Marshall Bowen, chair of the Henry H. Douglas Award (left), congratulates Frank Ainsley, the recipient of the 2003 Award (photo courtesy of Artimus Keiffer)
The recipient of the Douglas Award for 2003 is W. Frank Ainsley, Professor of Geography at the University of North Carolina Wilmington. A native of North Carolina, Frank holds a bachelor’s degree in Biblical Studies, master’s degrees in both Divinity and Geography, and a Ph.D. in Geography from the University of North Carolina at Chapel Hill.
Frank has an enviable record of scholarship and is well connected in the scholarly world. Some of his publications deal with urban geography and the geography of religion, but most focus on rural settlement and vernacular architecture. These include numerous articles on ethnic European farm colonies, a paper on housebarns in western North Carolina, and another on the evolution of chattel houses in Barbados.

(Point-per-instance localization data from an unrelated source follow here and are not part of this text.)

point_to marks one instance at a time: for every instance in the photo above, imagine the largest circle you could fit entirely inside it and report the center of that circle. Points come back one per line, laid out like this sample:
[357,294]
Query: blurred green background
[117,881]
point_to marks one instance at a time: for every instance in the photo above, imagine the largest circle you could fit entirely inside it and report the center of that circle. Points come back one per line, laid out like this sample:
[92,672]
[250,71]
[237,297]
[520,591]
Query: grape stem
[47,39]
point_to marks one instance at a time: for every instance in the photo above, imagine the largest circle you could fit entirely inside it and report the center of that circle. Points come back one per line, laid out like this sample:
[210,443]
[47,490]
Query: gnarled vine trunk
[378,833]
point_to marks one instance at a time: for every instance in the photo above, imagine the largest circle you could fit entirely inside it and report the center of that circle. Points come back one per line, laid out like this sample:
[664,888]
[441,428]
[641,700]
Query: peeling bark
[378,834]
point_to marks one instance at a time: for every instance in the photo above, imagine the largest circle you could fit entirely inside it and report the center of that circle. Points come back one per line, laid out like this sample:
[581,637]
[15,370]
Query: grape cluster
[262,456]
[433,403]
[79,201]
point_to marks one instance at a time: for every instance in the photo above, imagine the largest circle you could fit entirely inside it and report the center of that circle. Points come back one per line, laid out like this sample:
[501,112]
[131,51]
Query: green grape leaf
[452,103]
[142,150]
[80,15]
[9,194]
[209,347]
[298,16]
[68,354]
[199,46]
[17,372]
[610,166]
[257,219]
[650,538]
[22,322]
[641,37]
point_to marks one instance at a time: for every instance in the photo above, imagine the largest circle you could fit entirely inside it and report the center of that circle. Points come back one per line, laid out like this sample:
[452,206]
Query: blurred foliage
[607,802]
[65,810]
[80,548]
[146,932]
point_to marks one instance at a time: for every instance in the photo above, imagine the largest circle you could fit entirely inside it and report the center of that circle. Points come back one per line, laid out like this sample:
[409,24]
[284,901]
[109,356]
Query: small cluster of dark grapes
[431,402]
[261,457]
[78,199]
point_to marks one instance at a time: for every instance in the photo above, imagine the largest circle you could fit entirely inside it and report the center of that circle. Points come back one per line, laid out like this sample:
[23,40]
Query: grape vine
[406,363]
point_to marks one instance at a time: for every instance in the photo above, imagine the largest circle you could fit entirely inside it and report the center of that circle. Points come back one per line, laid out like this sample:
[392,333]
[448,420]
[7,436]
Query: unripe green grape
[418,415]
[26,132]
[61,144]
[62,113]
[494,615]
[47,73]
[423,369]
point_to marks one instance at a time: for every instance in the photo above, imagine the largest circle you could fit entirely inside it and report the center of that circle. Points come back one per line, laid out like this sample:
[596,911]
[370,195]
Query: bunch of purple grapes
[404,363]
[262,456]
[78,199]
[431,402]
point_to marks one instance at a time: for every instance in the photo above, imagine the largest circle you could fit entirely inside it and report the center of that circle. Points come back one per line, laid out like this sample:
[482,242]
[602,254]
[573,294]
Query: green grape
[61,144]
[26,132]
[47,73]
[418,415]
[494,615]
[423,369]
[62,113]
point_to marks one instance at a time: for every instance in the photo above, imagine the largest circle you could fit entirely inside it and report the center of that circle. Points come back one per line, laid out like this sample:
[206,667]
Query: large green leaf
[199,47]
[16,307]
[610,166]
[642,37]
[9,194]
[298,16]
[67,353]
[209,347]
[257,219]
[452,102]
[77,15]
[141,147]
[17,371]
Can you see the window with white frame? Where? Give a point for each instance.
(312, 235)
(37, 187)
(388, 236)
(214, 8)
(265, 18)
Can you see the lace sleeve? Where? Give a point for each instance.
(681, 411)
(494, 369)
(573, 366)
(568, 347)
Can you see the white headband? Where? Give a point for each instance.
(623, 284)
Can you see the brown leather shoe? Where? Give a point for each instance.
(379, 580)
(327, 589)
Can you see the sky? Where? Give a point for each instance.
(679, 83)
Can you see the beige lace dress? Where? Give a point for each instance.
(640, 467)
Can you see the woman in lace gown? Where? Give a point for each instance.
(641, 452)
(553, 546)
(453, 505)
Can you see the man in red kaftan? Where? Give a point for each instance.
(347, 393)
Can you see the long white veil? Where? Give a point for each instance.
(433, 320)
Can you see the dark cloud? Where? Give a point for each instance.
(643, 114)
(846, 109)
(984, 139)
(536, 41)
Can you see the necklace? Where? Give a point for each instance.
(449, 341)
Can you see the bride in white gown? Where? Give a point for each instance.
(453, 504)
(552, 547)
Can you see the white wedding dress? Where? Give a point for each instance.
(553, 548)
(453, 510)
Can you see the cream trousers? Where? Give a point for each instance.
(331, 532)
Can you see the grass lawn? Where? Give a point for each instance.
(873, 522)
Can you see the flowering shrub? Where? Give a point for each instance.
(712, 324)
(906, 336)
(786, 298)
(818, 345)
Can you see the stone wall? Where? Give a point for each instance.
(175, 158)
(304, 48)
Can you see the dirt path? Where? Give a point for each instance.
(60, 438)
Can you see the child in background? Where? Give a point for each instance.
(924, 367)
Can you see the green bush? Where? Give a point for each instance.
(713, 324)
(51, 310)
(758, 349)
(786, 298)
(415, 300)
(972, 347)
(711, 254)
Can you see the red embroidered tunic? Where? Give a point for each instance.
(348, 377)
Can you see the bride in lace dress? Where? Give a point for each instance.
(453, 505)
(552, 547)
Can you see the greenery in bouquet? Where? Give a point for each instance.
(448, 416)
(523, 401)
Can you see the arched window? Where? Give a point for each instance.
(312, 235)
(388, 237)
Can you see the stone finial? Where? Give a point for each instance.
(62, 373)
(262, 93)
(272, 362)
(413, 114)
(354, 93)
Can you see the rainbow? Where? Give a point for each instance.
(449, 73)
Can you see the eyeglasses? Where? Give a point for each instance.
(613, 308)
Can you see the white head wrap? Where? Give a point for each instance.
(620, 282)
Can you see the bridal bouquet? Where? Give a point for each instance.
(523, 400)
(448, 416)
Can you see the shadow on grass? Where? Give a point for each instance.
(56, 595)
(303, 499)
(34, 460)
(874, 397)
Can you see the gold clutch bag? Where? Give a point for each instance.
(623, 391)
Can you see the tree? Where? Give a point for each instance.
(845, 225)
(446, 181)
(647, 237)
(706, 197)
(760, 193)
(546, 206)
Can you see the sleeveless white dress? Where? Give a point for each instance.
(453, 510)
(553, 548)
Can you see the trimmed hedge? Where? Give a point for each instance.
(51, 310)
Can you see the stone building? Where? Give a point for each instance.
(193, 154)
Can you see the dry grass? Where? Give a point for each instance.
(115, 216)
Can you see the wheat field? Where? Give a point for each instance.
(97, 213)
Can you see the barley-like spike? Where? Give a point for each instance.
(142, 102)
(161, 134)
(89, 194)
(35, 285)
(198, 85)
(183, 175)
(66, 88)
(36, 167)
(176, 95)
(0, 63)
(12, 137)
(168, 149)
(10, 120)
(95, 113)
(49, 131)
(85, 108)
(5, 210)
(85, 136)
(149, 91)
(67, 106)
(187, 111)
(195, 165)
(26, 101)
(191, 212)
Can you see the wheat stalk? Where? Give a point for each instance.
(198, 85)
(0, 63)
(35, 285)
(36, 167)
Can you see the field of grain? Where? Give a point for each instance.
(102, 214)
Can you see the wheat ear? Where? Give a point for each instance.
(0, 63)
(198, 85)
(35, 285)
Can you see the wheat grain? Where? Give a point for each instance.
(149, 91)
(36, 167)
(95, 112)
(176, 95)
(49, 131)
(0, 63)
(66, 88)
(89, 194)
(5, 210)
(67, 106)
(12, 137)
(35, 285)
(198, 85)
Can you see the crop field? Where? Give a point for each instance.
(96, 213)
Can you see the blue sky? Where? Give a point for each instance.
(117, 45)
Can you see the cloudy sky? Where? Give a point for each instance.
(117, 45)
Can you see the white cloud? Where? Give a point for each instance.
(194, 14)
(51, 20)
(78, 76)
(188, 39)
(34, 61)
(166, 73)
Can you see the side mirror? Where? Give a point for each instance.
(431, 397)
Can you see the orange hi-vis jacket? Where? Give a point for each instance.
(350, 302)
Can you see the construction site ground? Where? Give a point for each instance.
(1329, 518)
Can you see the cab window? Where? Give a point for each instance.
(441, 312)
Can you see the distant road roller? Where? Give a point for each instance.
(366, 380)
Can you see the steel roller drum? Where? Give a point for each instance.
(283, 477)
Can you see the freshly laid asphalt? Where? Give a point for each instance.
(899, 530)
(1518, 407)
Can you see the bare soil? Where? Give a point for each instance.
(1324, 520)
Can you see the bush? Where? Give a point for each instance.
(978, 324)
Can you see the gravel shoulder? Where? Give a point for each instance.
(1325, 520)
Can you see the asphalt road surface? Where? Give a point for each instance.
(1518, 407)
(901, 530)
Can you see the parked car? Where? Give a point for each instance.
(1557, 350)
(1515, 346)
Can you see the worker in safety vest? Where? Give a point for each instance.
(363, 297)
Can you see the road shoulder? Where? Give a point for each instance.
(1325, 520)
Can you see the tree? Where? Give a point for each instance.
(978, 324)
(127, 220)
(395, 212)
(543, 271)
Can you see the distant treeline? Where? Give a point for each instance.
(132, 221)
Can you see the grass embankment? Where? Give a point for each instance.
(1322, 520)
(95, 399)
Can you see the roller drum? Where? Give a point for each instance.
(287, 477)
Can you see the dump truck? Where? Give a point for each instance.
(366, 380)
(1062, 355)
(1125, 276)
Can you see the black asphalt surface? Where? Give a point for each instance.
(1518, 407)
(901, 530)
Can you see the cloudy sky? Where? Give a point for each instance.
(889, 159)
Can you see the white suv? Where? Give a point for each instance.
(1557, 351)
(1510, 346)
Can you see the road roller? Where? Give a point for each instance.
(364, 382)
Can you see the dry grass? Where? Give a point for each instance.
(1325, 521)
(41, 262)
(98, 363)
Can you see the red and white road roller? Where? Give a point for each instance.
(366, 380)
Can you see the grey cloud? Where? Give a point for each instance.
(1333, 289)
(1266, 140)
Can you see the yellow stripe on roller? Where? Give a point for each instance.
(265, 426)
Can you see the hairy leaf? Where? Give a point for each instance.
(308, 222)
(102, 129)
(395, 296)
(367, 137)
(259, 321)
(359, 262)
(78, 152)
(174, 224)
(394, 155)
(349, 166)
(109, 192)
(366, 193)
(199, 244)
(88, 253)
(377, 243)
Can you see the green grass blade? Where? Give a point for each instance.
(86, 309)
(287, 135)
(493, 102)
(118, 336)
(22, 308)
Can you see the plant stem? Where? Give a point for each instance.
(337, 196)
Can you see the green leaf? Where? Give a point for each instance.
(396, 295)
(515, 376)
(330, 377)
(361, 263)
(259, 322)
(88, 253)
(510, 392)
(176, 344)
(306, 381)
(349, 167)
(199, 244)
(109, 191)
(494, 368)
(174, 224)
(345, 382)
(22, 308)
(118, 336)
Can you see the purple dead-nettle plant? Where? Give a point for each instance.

In addition to membership in the Pioneer America Society, he belongs to several professional Geography organizations, the Vernacular Architecture Forum, and the National Trust for Historic Preservation.
Frank’s success as a scholar has carried over to success in the classroom. He has developed undergraduate courses in Rural Planning and Historic Preservation Planning, as well as a course on the Historical Geography of the United States. At the graduate level, he teaches a course titled Reading the American Landscape, and has supervised theses that have examined historic preservation processes in both North Carolina and New Jersey. He is passionate about sharing his enthusiasm for material culture studies with young people just beginning their academic lives and has brought many of his students to Society meetings. No one should be surprised that he has already been recognized by his own university for teaching excellence, or that he was a finalist for a national teaching award.
In addition to his scholarly work and teaching excellence, Frank has made marvelous contributions to the Society. He has organized three annual meetings: Edenton, North Carolina in 1985, Wilmington, North Carolina in 1998, and the recent 2003 gathering in Bridgetown, Barbados, where he conducted three stimulating field trips. The people who have worked with him on these events agree that when it comes to thoroughness, attention to detail, responsiveness to individual needs, and the ability to make last-minute changes without missing a beat, there is no one better than Frank Ainsley. From 1986-1988, he served on the Society’s Board of Directors, and since 1989, he has also been the Society’s Secretary-Treasurer, a position that involves infinitely more than preparing minutes and collecting dues. Indeed, to paraphrase what one letter of nomination for this award said, Frank is the glue that has held the Society together through thick and thin, and is a major reason why the organization is doing so well today, from both a financial and an intellectual standpoint.
It gives me great pleasure, for both personal and professional reasons, to join with the other members of the Douglas Award committee, Tracey Sculle and Floyd Mansberger, as well as the Society as a whole, in honoring Frank for the important contributions that he has made in all aspects of the Society’s mission. He is a highly respected colleague, a friend, and a most deserving recipient of this prestigious award. Congratulations!